Causal analysis of measured signals and time series
Kauzálna analýza nameraných signálov a časových radov
Program: VEGA
Duration: 1.1.2022 – 31.12.2025
Project leader: RNDr. Krakovská Anna, CSc.
Annotation: The project is focused on the causal analysis of measured time series and signals. It builds on the previous results of the team, concerning the generalization of the Granger test and the design of new tests in the reconstructed state spaces. The aim of the project is the development of new methods for bivariate and multidimensional causal analysis. We will see the investigated time series and signals as one-dimensional manifestations of complex systems or subsystems. We will also extend the detection of causality to multivariate cases – dynamic networks with nodes characterized by time series. Such complex networks are common in the real world. Biomedical applications are among the best known. Brain activity, determined by multichannel electroencephalographic signals, is a crucial example.
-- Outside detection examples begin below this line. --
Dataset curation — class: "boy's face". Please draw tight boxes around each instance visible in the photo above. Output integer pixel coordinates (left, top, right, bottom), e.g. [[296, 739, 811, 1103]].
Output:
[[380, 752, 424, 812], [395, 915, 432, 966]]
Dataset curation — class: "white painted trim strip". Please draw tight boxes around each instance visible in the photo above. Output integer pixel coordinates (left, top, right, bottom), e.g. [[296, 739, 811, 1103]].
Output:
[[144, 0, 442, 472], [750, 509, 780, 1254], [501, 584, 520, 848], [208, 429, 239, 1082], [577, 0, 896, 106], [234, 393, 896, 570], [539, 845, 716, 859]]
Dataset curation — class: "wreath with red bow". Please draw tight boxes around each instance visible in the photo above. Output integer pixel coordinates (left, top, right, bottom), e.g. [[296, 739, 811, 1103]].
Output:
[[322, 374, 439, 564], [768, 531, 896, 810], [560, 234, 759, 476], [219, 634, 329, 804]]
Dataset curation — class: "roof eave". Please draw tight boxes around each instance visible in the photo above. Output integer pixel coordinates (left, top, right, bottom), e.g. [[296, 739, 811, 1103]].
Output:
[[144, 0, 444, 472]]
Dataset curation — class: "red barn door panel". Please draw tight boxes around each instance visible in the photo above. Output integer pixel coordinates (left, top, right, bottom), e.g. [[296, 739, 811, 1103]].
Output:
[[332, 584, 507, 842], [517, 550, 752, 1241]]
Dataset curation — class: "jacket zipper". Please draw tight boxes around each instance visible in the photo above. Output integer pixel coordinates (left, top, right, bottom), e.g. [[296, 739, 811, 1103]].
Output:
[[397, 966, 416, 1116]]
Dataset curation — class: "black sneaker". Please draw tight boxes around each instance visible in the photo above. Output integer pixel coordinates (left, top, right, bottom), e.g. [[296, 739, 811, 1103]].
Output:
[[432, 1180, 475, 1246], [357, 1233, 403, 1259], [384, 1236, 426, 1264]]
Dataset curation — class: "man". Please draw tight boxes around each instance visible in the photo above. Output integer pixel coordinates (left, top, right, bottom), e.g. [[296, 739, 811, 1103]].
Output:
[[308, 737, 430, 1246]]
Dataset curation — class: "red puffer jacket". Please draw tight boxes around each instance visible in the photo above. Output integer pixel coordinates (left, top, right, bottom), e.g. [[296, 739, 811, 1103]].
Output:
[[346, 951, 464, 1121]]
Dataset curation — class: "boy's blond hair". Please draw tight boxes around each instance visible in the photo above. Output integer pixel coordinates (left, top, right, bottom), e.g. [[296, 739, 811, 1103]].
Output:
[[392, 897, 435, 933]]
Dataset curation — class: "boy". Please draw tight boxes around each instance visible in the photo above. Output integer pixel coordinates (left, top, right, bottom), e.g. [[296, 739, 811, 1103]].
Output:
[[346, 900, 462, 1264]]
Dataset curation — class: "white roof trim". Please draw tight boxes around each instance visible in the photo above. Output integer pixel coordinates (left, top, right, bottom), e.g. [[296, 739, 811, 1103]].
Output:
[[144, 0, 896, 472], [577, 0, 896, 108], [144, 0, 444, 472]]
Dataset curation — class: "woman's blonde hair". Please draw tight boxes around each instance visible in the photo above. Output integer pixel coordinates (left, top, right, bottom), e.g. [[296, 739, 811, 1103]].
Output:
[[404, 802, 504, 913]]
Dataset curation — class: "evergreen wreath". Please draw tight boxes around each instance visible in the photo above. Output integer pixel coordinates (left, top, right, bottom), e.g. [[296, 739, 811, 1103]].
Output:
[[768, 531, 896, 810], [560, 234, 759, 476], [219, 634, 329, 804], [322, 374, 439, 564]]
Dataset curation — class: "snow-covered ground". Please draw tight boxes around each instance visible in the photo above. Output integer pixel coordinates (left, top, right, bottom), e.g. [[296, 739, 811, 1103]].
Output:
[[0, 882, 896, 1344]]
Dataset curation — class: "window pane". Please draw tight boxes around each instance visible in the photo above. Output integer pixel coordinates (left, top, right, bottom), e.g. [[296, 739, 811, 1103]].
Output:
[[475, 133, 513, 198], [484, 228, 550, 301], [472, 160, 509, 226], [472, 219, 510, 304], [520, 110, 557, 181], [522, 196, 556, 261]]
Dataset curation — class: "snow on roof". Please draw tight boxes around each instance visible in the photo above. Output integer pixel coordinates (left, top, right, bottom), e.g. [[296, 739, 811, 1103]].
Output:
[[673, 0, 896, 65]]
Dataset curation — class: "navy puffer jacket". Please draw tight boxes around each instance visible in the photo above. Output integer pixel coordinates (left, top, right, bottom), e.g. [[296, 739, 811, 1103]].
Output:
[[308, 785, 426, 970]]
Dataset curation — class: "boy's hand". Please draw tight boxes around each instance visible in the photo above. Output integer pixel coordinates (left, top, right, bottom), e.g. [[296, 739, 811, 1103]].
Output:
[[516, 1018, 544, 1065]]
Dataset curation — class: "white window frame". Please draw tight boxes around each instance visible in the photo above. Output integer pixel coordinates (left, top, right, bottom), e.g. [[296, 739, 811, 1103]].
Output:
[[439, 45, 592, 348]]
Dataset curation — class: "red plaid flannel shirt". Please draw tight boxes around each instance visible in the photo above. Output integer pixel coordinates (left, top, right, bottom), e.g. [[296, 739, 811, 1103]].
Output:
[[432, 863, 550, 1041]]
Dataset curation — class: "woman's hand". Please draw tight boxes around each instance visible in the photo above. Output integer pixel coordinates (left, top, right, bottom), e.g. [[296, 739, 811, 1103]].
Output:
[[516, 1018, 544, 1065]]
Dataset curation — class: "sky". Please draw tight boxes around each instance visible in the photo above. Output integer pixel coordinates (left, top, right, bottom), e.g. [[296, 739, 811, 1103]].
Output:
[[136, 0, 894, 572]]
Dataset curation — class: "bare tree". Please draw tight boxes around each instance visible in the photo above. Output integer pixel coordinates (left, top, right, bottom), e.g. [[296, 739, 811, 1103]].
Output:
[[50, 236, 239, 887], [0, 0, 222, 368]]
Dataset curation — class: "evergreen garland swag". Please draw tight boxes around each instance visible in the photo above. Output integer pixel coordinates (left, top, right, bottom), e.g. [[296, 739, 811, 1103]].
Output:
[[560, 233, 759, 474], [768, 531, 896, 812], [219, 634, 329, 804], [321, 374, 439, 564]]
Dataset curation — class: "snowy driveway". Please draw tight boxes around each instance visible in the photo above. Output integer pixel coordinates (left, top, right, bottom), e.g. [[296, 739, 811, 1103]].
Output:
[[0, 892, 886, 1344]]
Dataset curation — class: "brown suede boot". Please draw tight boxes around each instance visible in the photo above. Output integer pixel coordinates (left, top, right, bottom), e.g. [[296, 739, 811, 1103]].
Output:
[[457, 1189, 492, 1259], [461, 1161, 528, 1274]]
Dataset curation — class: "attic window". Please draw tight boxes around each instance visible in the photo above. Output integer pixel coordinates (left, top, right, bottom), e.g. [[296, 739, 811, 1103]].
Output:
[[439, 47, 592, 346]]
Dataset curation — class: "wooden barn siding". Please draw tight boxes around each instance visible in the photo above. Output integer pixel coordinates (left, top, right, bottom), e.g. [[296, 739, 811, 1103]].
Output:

We want to help show that causality research is currently at a stage that allows for ambitious goals in the study of effective connectivity (i.e., directed interactions, not structural or functional links) in the brain.
MATHMER – Advanced mathematical and statistical methods for measurement and metrology
Pokročilé matematické a štatistické metódy pre meranie a metrológiu
Program: SRDA
Duration: 1.7.2022 – 31.12.2025
Project leader: Doc. RNDr. Witkovský Viktor, CSc.
Annotation: Mathematical models and statistical methods for analysing measurement data, including the correct determination of measurement uncertainty, are key to expressing the reliability of measurements, which is a prerequisite for progress in science, industry, health, the environment and society in general. The aim of the project is to build on traditional metrological approaches and develop new alternative mathematical and statistical methods for modelling and analysing measurement data for technical and biomedical applications. The originality of the project lies in the application of modern mathematical methods for modelling and detecting dependence and causality, as well as statistical models, methods and algorithms for determining measurement uncertainty using advanced probabilistic and computational methods based on the use of the characteristic function approach (CFA). In contrast to traditional approximation and simulation methods, the proposed methods allow working with complex and at the same time accurate probabilistic measurement models and analytical methods. Particular emphasis is placed on stochastic methods for combining information from different independent sources, on modelling dependence and causality in dynamic processes, on accurate methods for determining the probability distribution of values that can be reasonably attributed to the measured quantity based on a combination of measurement results and expert knowledge, and on the development of methods for comparative calibration, including the probabilistic representation of measurement results with a calibrated instrument. An important part of the project is the development of advanced numerical methods and efficient algorithms for calculating complex probability distributions by combining and inverting characteristic functions. These methods are widely applicable in various fields of measurement and metrology. In this project they are applied to the calibration of temperature and pressure sensors.
Probability distributions and their applications in modelling and testing
Rozdelenia pravdepodobnosti a ich aplikácie v modelovaní a testovaní
Program: VEGA
Duration: 1.1.2021 – 31.12.2023
Project leader: Doc. RNDr. Witkovský Viktor, CSc.
Annotation: The project is focused on the research of complex problems related to probability distributions and their use in mathematical modeling and tests of statistical hypotheses, where it is necessary to know the distributions of test statistics. A new broad family of probability distributions will be investigated. Many commonly used distributionsare special cases of this family. New approaches to multivariate statistical problems will be developed (an error-in-variables linear model, nonparametric statistical inference about several populations, nonparametric independence tests, detection of causality). A new apparatus of mathematical statistics will be applied to mathematical models in metrology, linguistics, demography, and insurance mathematics.